Access provided by Autonomous University of Puebla. Download conference paper PDF
Similar content being viewed by others
Keywords
These keywords were added by machine and not by the authors. This process is experimental and the keywords may be updated as the learning algorithm improves.
1 Introduction
Medical image segmentation aims at estimating a dense label map of the anatomical structures in medical images, such as magnetic resonance images (MRI) of the human brain. Quantitative analysis of segmentation data is useful in many fields such as the neurosciences, where the morphometric analysis of brain structures helps characterizing the progression of diseases such as Alzheimer and Schizophrenia [2]. Manual annotation is a tedious time-consuming process which has to be done by trained experts and thus, automatic methods are highly valuable.
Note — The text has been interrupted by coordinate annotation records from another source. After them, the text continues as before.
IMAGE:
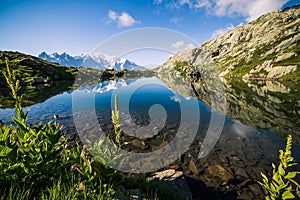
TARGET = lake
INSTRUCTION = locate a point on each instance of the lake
(221, 134)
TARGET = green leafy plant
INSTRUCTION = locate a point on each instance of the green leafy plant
(115, 116)
(283, 184)
(28, 152)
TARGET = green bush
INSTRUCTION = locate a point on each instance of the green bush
(283, 184)
(28, 152)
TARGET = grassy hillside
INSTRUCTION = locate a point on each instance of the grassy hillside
(32, 70)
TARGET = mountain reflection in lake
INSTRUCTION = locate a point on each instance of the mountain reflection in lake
(245, 147)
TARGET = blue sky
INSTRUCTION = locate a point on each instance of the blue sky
(76, 27)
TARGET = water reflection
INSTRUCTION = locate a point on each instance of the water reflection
(244, 148)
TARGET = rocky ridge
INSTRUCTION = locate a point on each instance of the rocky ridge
(266, 48)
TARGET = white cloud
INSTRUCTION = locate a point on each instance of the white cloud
(175, 98)
(190, 46)
(123, 20)
(112, 15)
(250, 9)
(178, 44)
(220, 31)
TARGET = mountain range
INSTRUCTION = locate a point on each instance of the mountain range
(95, 61)
(266, 48)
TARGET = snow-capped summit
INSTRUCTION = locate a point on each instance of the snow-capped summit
(95, 60)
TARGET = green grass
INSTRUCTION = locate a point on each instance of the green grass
(36, 162)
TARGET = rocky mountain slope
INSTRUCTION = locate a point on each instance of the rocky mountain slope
(95, 61)
(266, 48)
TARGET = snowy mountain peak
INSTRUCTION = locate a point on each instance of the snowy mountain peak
(95, 60)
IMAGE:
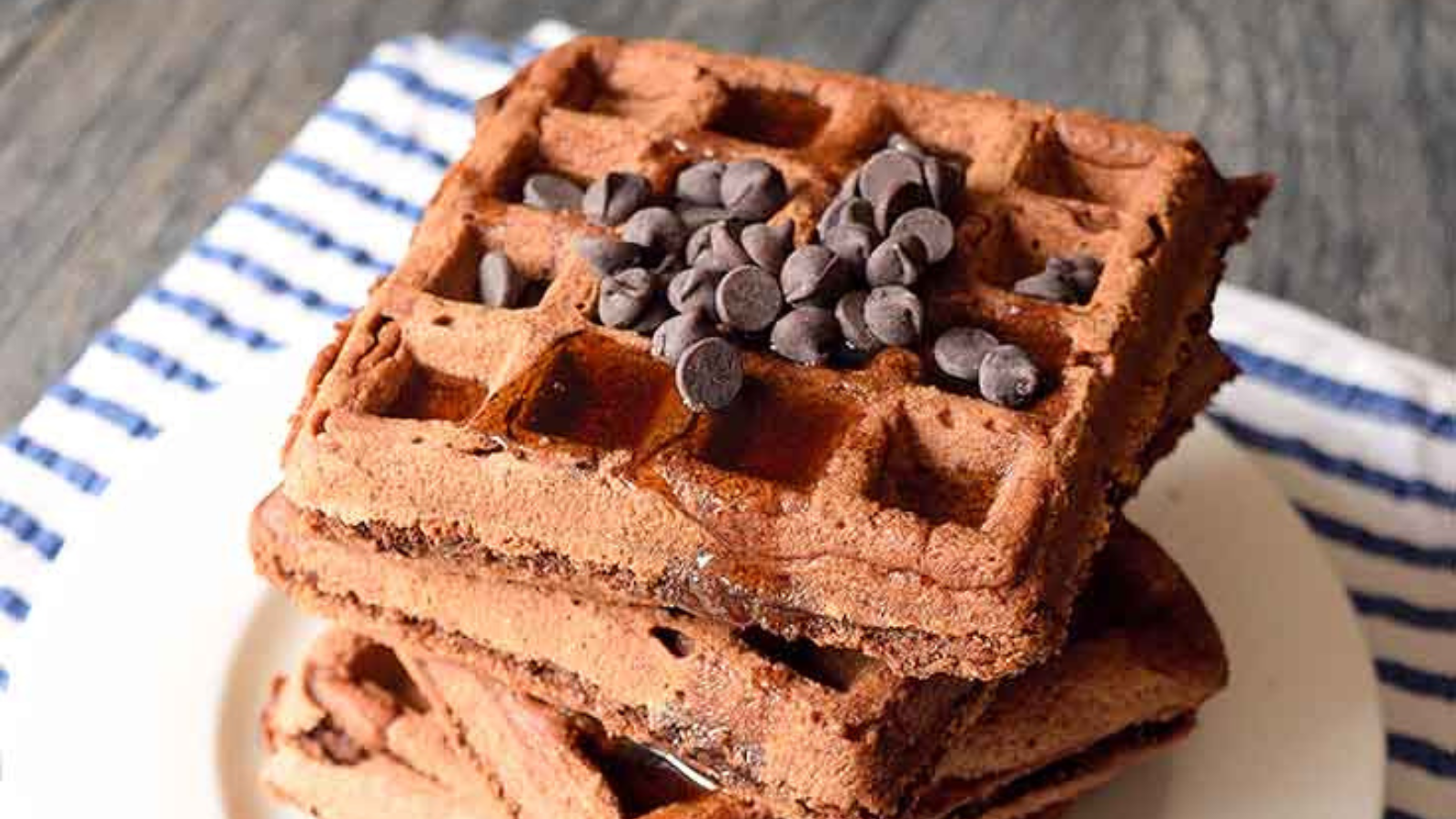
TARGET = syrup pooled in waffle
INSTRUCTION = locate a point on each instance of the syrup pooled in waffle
(878, 508)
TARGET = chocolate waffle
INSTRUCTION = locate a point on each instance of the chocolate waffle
(357, 720)
(874, 508)
(808, 729)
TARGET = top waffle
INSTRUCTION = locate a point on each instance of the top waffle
(874, 508)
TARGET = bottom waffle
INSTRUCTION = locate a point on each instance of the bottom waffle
(813, 731)
(1143, 656)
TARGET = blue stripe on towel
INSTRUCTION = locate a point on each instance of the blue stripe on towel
(155, 360)
(382, 136)
(1404, 612)
(269, 278)
(213, 318)
(417, 85)
(1380, 545)
(135, 423)
(1347, 468)
(335, 178)
(1341, 395)
(480, 48)
(29, 531)
(1421, 753)
(14, 605)
(75, 472)
(319, 238)
(1416, 681)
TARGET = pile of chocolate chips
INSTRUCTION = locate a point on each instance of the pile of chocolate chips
(708, 274)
Partly enhanced by the success of image registration, multiple-atlas segmentation (MAS) has recently gained attention for segmenting medical images. Three main steps are involved in MAS: (i) the image registration step registers each individual atlas onto the target image [7], (ii) the atlas selection step selects the best atlases for segmenting a particular target image [1, 13, 14], and (ii) the label fusion step fuses the registered label maps onto a consensus segmentation [3, 4, 10–12, 15–17, 21, 22].
By combining the labels from multiple atlases, the label fusion step can compensate for the registration errors by the individual atlases. Even a simple label fusion strategy such as majority voting [11] (which assigns each target voxel to the label appearing most frequently among the corresponding atlas labels) yields better segmentation performance than any of the single atlases used individually [10].
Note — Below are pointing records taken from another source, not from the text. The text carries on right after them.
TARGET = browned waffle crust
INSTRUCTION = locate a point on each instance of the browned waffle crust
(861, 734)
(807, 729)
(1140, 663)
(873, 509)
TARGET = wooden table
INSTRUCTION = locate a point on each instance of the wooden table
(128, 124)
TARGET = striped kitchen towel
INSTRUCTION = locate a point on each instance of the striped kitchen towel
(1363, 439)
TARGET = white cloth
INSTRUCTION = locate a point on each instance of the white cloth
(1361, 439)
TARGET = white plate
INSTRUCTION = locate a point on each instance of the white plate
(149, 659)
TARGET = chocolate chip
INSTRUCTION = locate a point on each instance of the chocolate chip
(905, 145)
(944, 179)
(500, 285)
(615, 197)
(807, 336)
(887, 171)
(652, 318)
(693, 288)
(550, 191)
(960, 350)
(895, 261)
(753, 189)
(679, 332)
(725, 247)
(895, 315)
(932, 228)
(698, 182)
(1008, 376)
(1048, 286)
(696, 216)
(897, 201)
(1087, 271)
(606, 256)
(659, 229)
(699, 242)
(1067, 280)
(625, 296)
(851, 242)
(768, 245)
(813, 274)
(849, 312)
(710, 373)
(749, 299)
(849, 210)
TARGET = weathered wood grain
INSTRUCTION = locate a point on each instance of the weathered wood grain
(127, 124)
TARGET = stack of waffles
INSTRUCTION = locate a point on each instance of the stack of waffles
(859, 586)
Another commonly used label fusion strategy is weighted voting, in which the label on each target point is computed as a weighted average of the atlas labels, where the weights reflect the estimated anatomical similarity between the target and each atlas. A critical issue here, is how to set the weights that accurately reflect the anatomical correspondence. One common approach, adopted in patch-based label fusion (PBLF), consists in estimating the weights based on the local similarity between the atlas and the target image patches [3, 4, 12, 17, 22].
However, there are uncertain regions, such as the interfaces between two anatomical structures, where very similar atlas patches may bear different labels. In such cases, the appearance cues responsible for a correct discrimination may be too weak to be correctly captured by simple image similarity measurements. In order to overcome this limitation we propose a method that learns an embedding of the image patches so that the relevant variations for a correct discrimination are emphasized while the misleading ones are supressed. We pose this problem in a supervised learning setting, where we seek the linear mapping of the image patches that simultaneously (i) maximizes the similarity of the target patch with its true neighbors (i.e., similar atlas patches with the same label) and (ii) minimizes the similarity with its false neighbors (i.e., similar atlas patches with different label).
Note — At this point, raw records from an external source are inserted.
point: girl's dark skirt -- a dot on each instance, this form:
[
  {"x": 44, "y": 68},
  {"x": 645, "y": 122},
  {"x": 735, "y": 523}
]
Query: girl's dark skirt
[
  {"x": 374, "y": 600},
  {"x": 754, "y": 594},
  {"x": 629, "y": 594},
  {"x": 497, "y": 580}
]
The proposed method bears some similarity with manifold learning methods such as neighborhood preserving embeddings (NPE) [9] and locality preserving projections (LPP) [8] in the sense that it aims at preserving the true neighborhood but it simultaneously enforces an additional discriminative component aimed at simultaneously maximizing the separation between false neighbors.
The weights obtained by the proposed method using an example target patch are illustrated in Fig. 1. As we can see in the top-left plot, using the similarity in the original image space, a fair amount of atlas patches with the wrong label (denoted in red) accumulate a considerable amount of weight. On the other hand, using the similarity of the projected patches with the proposed method, the weights of the wrong atlas labels are considerably reduced, while still maintaining a significant amount of weight for the atlas patches with the correct labels (denoted in blue), as shown in the top-right plot.
The contributions of the proposed method are three-fold:
-
The embeddings are learned offline in a common space so that they can be readily applied to any new target image.
-
The learned embeddings can be plugged into any existing PBLF method to enhance its performance.
-
The proposed method provides a compact representation with a much lower dimensionality than the original patch.
The remainder of the paper is organised as follows: in Sect. 2 we describe the method. In Sect. 3 we present the experiments and results and, finally in Sect. 4 we outline the conclusions.
2 Method
2.1 Patch-Based Label Fusion
Consider a set of n atlas images and label maps, denoted as \(\left\{ A^{i},L^{i}\right\} _{i=1}^n\), that have been previously registered to a common space, denoted as \(\varOmega _C\) (for instance by groupwise non-rigid registration [20]). Therefore, \(A_x^{i}\) denotes the image intensity value at voxel \(x\in \varOmega _C\) of the i-th atlas, and \(L_x^{i}\in \left\{ 0,1\right\} \) denotes whether x belongs (1) or not (0) to the area of interest to be segmented. We denote as T the to-be-segmented target image, after being registered to the common space.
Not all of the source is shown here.